3. Probability that at most 0.81 is out of state customers:
To find the probability that the proportion of out of state customers is at most 0.81, we need to calculate the area under the normal curve to the left of this value.

P(p ≤ 0.81) ≈ P(Z ≤ (0.81 - 0.9) / 0.03)
P(p ≤ 0.81) ≈ P(Z ≤ -3)

Using the standard normal distribution table, we find that P(Z ≤ -3) is approximately 0.0013.

Therefore, P(p ≤ 0.81) ≈ 0.0013

So, there is approximately a 0.13% probability that the proportion of out of state customers is at most 0.81.

4. Probability that at least 0.88 is out of state customers:
To find the probability that the proportion of out of state customers is at least 0.88, we need to calculate the area under the normal curve to the right of this value.

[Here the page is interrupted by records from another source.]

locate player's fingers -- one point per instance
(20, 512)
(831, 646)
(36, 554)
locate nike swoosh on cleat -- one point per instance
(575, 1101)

P(p ≥ 0.88) ≈ 1 - P(p ≤ 0.88)
P(p ≥ 0.88) ≈ 1 - P(Z ≤ (0.88 - 0.9) / 0.03)
P(p ≥ 0.88) ≈ 1 - P(Z ≤ -0.67)

Using the standard normal distribution table, we find that P(Z ≤ -0.67) is approximately 0.2514.

Therefore, P(p ≥ 0.88) ≈ 1 - 0.2514 = 0.7486

So, there is approximately a 74.86% probability that the proportion of out of state customers is at least 0.88.